Computes Hill diversity accumulation curves from a phyloseq object and returns a ggplot2 object.

Two types of curves are available:

  • type = "individual" (default): individual-based (sequence-based) rarefaction/extrapolation curves via divent::accum_hill(), with one curve per sample (or per merged group).
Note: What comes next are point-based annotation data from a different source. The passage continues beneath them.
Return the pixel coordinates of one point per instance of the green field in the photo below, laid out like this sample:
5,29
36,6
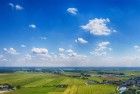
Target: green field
44,83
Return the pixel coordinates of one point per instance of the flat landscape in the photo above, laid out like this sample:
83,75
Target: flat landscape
42,83
67,81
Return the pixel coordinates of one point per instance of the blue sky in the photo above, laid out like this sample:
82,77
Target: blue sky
79,32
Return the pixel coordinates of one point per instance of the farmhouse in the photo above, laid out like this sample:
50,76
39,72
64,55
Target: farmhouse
132,81
6,87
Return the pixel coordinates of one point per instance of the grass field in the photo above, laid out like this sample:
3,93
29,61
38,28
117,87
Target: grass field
41,83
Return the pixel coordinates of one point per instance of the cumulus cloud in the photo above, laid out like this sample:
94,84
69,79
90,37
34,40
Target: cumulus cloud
23,46
137,47
16,6
43,38
10,50
67,58
11,5
81,41
72,11
61,49
98,27
33,26
39,50
102,49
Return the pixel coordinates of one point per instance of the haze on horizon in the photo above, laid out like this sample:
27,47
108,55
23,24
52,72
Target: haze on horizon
70,33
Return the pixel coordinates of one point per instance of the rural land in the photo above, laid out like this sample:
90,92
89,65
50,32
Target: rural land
43,80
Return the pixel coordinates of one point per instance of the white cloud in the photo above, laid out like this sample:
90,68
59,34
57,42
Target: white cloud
17,6
102,49
39,50
33,26
98,27
10,50
81,41
43,38
61,49
137,47
72,10
11,5
23,46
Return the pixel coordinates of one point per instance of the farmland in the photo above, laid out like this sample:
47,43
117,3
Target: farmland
45,83
56,81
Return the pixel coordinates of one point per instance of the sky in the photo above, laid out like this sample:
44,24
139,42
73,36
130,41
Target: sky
70,33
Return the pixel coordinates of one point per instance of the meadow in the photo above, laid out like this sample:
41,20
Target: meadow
45,83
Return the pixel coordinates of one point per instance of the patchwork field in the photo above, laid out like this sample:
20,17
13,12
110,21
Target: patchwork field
43,83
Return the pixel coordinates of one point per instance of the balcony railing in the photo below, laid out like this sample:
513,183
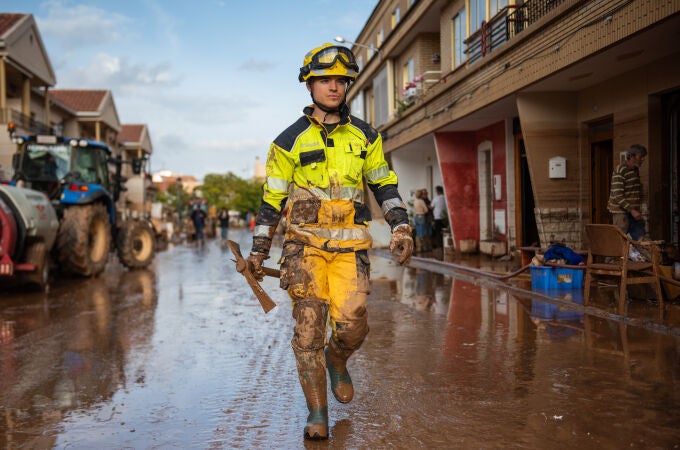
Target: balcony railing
28,123
504,26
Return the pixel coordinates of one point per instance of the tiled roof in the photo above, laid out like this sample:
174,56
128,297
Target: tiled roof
130,133
7,21
79,99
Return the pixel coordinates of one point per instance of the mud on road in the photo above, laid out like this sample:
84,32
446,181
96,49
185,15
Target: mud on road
182,356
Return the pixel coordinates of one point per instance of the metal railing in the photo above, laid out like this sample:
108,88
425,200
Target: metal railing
29,124
504,26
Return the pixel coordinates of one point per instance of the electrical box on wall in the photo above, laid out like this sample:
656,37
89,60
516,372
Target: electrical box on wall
557,167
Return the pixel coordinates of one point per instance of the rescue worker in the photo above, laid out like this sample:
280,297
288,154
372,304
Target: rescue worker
317,166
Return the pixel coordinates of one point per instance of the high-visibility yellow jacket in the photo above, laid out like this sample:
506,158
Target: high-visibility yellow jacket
317,170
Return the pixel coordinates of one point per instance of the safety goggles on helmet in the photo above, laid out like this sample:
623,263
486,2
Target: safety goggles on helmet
327,57
329,60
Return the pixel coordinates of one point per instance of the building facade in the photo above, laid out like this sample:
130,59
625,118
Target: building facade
521,110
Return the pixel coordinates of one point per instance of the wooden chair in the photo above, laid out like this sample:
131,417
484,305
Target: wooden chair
608,255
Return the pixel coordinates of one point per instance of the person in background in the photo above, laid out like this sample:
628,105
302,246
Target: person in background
626,193
420,212
316,168
440,213
223,219
198,217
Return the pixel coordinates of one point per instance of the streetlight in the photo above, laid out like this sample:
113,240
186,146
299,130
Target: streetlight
342,40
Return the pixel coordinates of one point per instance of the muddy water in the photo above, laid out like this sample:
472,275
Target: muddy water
182,356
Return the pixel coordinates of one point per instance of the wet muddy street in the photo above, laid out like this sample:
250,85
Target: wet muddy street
182,356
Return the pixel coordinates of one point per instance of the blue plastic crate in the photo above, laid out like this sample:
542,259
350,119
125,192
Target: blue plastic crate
553,312
551,277
568,278
540,277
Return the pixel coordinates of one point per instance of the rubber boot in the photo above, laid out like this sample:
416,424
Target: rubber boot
341,382
312,374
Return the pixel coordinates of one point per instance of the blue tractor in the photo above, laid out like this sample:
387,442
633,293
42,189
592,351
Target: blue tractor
75,174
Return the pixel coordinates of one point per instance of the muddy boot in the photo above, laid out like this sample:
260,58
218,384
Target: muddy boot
312,374
341,383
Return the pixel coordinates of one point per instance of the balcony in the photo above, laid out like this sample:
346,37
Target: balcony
25,124
504,26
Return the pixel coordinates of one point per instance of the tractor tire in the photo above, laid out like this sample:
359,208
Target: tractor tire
37,254
136,244
84,240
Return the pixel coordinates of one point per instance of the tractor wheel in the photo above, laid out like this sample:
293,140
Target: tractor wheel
136,244
37,254
84,240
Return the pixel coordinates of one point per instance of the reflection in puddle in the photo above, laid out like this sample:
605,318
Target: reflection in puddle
68,351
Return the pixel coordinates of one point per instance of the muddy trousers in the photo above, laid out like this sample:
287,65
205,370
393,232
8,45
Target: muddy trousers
325,287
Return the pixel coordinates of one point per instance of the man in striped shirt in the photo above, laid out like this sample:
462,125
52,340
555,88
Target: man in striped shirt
626,192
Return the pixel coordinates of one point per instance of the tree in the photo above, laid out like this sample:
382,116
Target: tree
231,192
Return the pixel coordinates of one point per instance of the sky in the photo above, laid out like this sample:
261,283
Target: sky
214,80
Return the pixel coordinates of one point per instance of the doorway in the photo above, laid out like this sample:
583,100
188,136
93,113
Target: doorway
600,138
525,219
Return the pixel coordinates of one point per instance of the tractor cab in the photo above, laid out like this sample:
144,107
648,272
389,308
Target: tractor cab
53,164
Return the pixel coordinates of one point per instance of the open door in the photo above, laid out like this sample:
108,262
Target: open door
525,218
601,167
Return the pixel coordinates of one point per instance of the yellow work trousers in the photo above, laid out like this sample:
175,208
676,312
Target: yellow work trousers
326,287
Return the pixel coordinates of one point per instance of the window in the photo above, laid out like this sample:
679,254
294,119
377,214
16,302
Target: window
477,14
395,17
380,98
459,36
409,72
357,106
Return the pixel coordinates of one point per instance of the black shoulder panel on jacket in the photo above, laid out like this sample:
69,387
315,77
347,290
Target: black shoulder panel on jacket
370,132
287,138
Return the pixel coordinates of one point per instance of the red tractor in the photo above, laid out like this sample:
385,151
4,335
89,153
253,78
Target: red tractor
28,229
  • type = "sample": sample-based accumulation curve. Samples are pooled incrementally (over random permutations) and Hill diversity is computed at each step using divent::div_hill(). The x-axis represents the number of samples.

Usage

hill_acc_pq(
  physeq,
  q = 1,
  type = c("individual", "sample"),
  merge_sample_by = NULL,
  n_permutations = 100,
  conf_level = 0.95,
  ...
)

Arguments

physeq

(required) a phyloseq-class object obtained using the phyloseq package.

q

(numeric, default 1) Hill diversity order. Default is 1 (exponential of Shannon entropy), recommended for its robustness against rare and potentially erroneous sequences (Alberdi & Gilbert, 2019; Calderón-Sanou et al., 2019).

type

(character) Type of accumulation curve. Either "individual" (sequence-based, one curve per sample) or "sample" (sample-based, one curve for the whole dataset or per group).

merge_sample_by

(character or NULL) Variable name in sam_data used to group samples. Behaviour differs by type:

  • type = "individual": samples are merged before computing curves (one curve per merged group, using merge_samples2()).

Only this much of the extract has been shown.